Working with the SVP

You can do more to support your community this winter than sign the occasional petition or 'like' a moral message on social media - you can help make a real difference. by Winston Waller

In Paris in 1833, a group of Catholic students from the Sorbonne University met regularly to discuss society and to pray. Other students ridiculed them, and asked what was the point of their thoughts and prayers when Paris was full of poor people living in need of the basics of life – food, shelter, warmth.

One of the group, Frédéric Ozanam, accepted the challenge and agreed it would be better to do something for people in need, rather than just praying for them. He persuaded his group to go out into the city and help. Their first charitable visit was to take firewood to an elderly man, living alone in a garret. The group called themselves the Society of St Vincent de Paul, naming themselves after the 16th century saint with a special devotion to the poor.

Frédéric Ozanam accepted the challenge to do more than just pray for Parisians in need and began the SVP with the first charitable act, delivering firewood to the elderly

“You pray for the hungry. Then you feed them.
That’s how prayer works.
Pope Francis

The St Vincent de Paul Society (SVP for short) spread across Europe and then across the world. Today there are about a million members in 150 countries and here in south east London the SVP is strong with about 60 groups. Their work is varied, reflecting the different ways people need support.

Right now SVP groups are preparing for Christmas, when their activities will include a Christmas Lunch for lonely and housebound people, delivering hampers for struggling families, toys for children and many visits to lonely and housebound people, so they’re not alone in the festive season. Local groups are organised around individual parishes though members don’t need to be part of any church to be involved. In south east London groups can be found in Battersea, Kennington, Peckham, Dulwich, Lee and Catford among others.

ST VINCENT DE PAUL SOCIETY
Romero House
55 Westminster Bridge Road
SE1 7JB
t: 020 7703 3030
e: info@svp.org.uk
w: svp.org.uk

 

Food stores are maintained by donations from the local parish and distributed each week to those in need

A ‘Week in the Work’ of
a St Vincent de Paul Group
A brief insight into a real week of a local SVP team in October

Early Saturday morning, two members visited a local supermarket to collect surplus fresh food, close to its sell-by date, and took it to the SVP Food Bank. Most food parcels go out on a Sunday morning, and the fresh food from the supermarket forms a welcome addition to those parcels.

On Sunday morning, SVP members went to their local church and collected all the Harvest Festival donations. The fresh food was added to the regular weekly food parcels, while tins and dry goods were boxed up and put in store until Christmas. Just before Christmas the stored goods, together with masses of fresh food bought closer to the day, will be made up into about 30 Christmas hampers and delivered to local families in need. At the end of Mass the Parish Priest appealed on our behalf for a fridge-freezer, and by the afternoon someone had phoned to offer a nearly new appliance.

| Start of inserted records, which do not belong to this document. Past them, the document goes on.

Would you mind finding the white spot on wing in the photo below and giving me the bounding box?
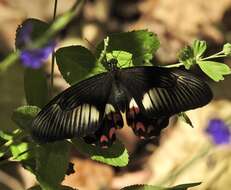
[71,107,78,127]
[148,89,156,103]
[105,104,115,115]
[72,104,99,127]
[142,92,153,110]
[90,106,99,122]
[82,104,90,125]
[129,98,138,108]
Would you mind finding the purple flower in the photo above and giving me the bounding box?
[20,42,55,69]
[17,22,55,69]
[205,119,231,145]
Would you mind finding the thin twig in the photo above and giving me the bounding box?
[50,0,58,98]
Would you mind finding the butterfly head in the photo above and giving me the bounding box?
[107,58,119,71]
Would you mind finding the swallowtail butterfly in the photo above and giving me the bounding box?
[32,59,213,147]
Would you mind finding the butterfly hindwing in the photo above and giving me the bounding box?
[32,72,113,142]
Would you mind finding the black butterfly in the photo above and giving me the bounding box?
[32,60,213,147]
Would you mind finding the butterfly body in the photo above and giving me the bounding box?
[32,64,213,147]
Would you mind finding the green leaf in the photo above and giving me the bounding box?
[15,18,49,49]
[12,105,41,131]
[36,141,70,190]
[223,43,231,56]
[198,61,231,81]
[178,112,194,128]
[56,46,104,85]
[178,46,195,69]
[9,142,30,161]
[24,68,48,108]
[121,185,166,190]
[0,130,13,141]
[96,30,160,66]
[106,51,133,68]
[0,151,4,158]
[170,182,201,190]
[27,185,76,190]
[0,130,21,158]
[22,158,37,174]
[72,139,129,167]
[120,182,201,190]
[192,40,207,58]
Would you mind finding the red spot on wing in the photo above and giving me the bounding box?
[134,107,140,114]
[109,127,116,139]
[127,107,140,118]
[100,135,108,143]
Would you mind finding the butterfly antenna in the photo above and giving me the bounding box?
[84,38,96,51]
[98,36,109,68]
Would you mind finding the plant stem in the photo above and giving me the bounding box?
[0,51,20,73]
[50,0,58,98]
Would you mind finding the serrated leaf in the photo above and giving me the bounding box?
[106,50,133,68]
[96,30,160,66]
[12,106,40,131]
[36,141,70,190]
[72,139,129,167]
[178,46,195,69]
[24,68,48,108]
[16,18,49,49]
[198,61,231,81]
[121,182,201,190]
[56,46,105,85]
[192,40,207,58]
[178,112,194,128]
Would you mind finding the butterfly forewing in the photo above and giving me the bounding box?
[119,66,212,117]
[32,72,113,142]
[118,66,212,138]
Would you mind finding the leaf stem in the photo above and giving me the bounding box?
[201,54,227,61]
[50,0,58,98]
[163,62,184,68]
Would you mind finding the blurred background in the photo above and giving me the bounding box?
[0,0,231,189]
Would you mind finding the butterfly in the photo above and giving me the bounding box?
[32,59,213,148]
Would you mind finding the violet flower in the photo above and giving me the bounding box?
[205,119,231,145]
[17,23,55,69]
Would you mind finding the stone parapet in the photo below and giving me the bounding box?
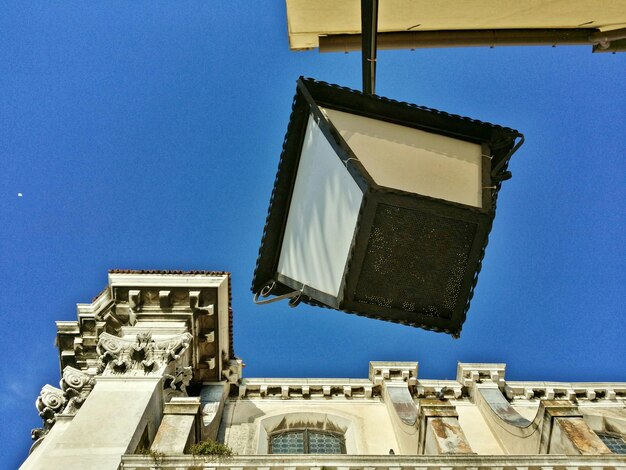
[119,453,626,469]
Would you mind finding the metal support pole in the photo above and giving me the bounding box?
[361,0,378,95]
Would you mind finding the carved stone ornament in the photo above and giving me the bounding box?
[31,367,96,440]
[61,366,95,415]
[97,331,193,374]
[31,385,66,440]
[163,365,194,401]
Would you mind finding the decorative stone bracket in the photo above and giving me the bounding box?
[456,362,506,388]
[31,366,95,440]
[504,381,625,402]
[163,365,194,402]
[221,358,243,384]
[369,361,418,385]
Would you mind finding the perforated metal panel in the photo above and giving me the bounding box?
[354,203,477,319]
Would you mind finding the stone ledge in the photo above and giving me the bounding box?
[119,453,626,470]
[239,379,376,399]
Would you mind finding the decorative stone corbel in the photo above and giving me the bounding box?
[221,358,243,384]
[31,385,66,439]
[30,367,95,441]
[159,290,172,308]
[60,366,95,415]
[163,365,193,401]
[190,290,214,315]
[369,361,418,386]
[456,363,506,389]
[203,330,215,343]
[128,289,142,311]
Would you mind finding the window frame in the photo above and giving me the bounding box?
[268,428,346,454]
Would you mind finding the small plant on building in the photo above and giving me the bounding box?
[190,440,234,456]
[134,447,166,466]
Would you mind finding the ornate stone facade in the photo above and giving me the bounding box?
[22,271,236,470]
[21,271,626,470]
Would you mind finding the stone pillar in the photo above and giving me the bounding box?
[151,397,201,454]
[370,362,419,454]
[419,401,474,455]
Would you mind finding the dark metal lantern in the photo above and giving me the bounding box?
[252,78,523,337]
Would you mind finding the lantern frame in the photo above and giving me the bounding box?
[252,77,522,336]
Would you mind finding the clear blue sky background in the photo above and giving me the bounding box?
[1,2,624,467]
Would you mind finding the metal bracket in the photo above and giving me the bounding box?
[253,282,304,307]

On Tuesday, three members helped out at the parish Lunch Club, providing transport to housebound parishioners, chatting to the diners and helping with the washing up. Two other members paid their regular visit to a young man with psychiatric problems. These two are perhaps the least pious of the entire group but somehow they found themselves reading the Bible to their client. Week by week they have been steadily working their way through the gospels which they freely admit, they had rarely done before.

On Wednesday one of our members visited an elderly lady and painted her ceiling, making good a damp patch caused by a missing roof tile. We had previously arranged for the roof to be repaired, so this was the final touch to a referral given us by the Citizens’ Advice Bureau. Another member visited a young single mother to give her a grant towards the cost of a school trip for her daughter. A few weeks earlier we had helped pay for school uniform for this family, and for others too.

On Thursday evening, two members collected the fridge-freezer and delivered it to the young single mum. She had been referred to us by Social Services two weeks previously because she had no cooker, and no way of buying one. We bought her a new gas cooker and had it installed, and she cooked her family their first hot meal in three months.

 

St Vincent de Paul
Vincent de Paul was born in the small southern French town of Pouy, Gascony in 1581 and became a priest in 1600, at the age of 19. As a young man, he ministered to the wealthy and powerful, but an appointment as chaplain in a poor parish inspired him to a vocation of working with those most marginalised and powerless.

Vincent urged his followers to bring God’s justice and love to those who needed it most:

“Deal with the most urgent needs. Organise charity so that it is more efficient…teach reading and writing, educate with the aim of giving each the means of self-support. Intervene with authorities to obtain reforms in structure… there is no charity without justice.”

Vincent de Paul was canonised a Saint on 16 June 1737 and, in 1883, the Church designated him as the special patron Saint of all charitable associations.